Piove forte, eppure tanti ascoltano fuori sotto l’ombrello, tra ping pong, biliardini e murales. Ma dove sono i parlamentari del Pd? Franceschini si è fatto vedere? No, ma ci sono Peppe Provenzano, Alberto Losacco, Michela Di Biase, Chiara Braga, Laura Boldrini, Arturo Scotto. Alle 10.36 Elly Schlein si piazza dietro il leggio al centro della sala in giacca blu elettrico, camicia a rigoni rossi, jeans, sneakers e microfono in mano. Niente palco, niente dirigenti schierati in prima fila, le sedie sono «a cerchio» come nella sala arroventata di un circolo. Si scusa per le spalle, ringrazia «compagne e compagni» e non trattiene le lacrime ricordando l’attentato anarchico subìto ad Atene da sua sorella diplomatica, Susanna Schlein: «Sono stati giorni difficili, avevo proprio bisogno di stare insieme». Ringrazia Letta, saluta Bonaccini e De Micheli, strappa applausi per Bersani e il mai nato «governo del cambiamento», sferza Renzi per aver «lasciato macerie», dopo aver «umiliato chiunque avesse un’idea diversa». Il resto è Elly contro Giorgia (Meloni). Perché guida la «peggiore destra di sempre», per le «gaffe quotidiane di ministri inadeguati», per i condoni e la manovra «contro i poveri» e perché non tutte le leadership femminili sono femministe: «Non ce ne facciamo niente di una donna premier che non difende le altre donne».
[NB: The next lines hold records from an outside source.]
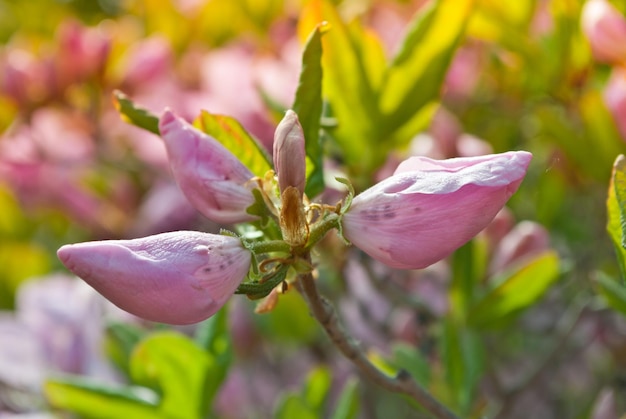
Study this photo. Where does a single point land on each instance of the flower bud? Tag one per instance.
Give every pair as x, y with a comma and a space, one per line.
210, 176
605, 28
181, 277
429, 208
289, 153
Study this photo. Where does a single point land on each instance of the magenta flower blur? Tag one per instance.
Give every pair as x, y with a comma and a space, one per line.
429, 208
177, 278
211, 177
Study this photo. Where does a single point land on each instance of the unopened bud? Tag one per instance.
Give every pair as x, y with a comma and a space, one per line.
289, 153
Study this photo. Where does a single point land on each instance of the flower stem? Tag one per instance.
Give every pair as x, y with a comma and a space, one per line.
320, 228
268, 246
403, 382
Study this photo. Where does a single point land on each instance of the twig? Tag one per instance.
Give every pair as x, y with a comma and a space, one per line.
403, 382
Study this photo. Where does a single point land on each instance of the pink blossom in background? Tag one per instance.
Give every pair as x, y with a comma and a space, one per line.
464, 72
82, 53
211, 177
429, 208
57, 327
147, 62
605, 29
615, 99
525, 240
178, 278
228, 84
164, 208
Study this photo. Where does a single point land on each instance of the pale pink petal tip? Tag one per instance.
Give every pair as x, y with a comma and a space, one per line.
429, 208
177, 278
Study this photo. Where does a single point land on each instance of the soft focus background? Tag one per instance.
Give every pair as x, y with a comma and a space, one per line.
525, 321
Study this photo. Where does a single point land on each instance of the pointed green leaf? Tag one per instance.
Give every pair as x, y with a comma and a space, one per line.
294, 406
232, 135
308, 106
120, 341
613, 293
134, 114
346, 87
348, 405
186, 376
516, 292
616, 209
418, 70
409, 358
94, 400
316, 388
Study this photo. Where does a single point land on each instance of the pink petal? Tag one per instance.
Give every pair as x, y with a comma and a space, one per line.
429, 208
211, 177
605, 28
178, 278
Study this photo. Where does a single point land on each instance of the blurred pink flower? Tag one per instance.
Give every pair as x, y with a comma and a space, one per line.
429, 208
615, 99
22, 78
57, 326
289, 154
464, 72
525, 240
446, 139
211, 177
82, 53
605, 28
181, 277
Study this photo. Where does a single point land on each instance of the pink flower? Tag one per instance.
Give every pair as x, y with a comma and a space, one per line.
429, 208
181, 277
210, 176
289, 154
605, 28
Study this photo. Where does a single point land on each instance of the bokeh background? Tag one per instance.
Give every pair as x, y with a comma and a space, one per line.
525, 321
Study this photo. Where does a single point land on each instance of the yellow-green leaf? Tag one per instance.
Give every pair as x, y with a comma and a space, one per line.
616, 211
232, 135
93, 400
416, 73
516, 292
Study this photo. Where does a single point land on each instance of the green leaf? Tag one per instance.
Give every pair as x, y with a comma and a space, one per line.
134, 114
613, 292
94, 400
185, 375
294, 406
121, 339
418, 70
346, 87
517, 291
316, 388
463, 358
232, 135
348, 405
616, 209
409, 358
308, 106
19, 261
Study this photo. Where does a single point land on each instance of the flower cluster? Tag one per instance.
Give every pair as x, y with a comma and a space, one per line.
419, 215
Le parole d’ordine sono quelle di una sinistra laburista, senza se e senza ma. Conversione ecologica, lavoro di qualità, sanità pubblica, redistribuzione «della ricchezza, del potere e del sapere», lotta alle diseguaglianze e alla precarietà, progressività fiscale e diritto alla casa. Sì al reddito di cittadinanza e no all’autonomia differenziata: «Il Paese va ricucito, non diviso». Nulla la fa arrabbiare, come l’accusa di occuparsi poco di diritti sociali: «Non amo parlare in prima persona. Ma dire a me, magari per il mio orientamento sessuale, che mi occupo solo di diritti civili non è sano». Se è sopravvissuta nel mare tempestoso del Pd, è perché ha «rifiutato le logiche di cooptazione». E adesso, dopo la fatica «che ho fatto per arrivare sin qui», si sentirebbe «fessa» a finire in trappola. Basta correnti, dunque? «Non ci saranno mai gli schleiniani». E se vince lei, sarà scissione? «Noi restiamo, chiunque vinca».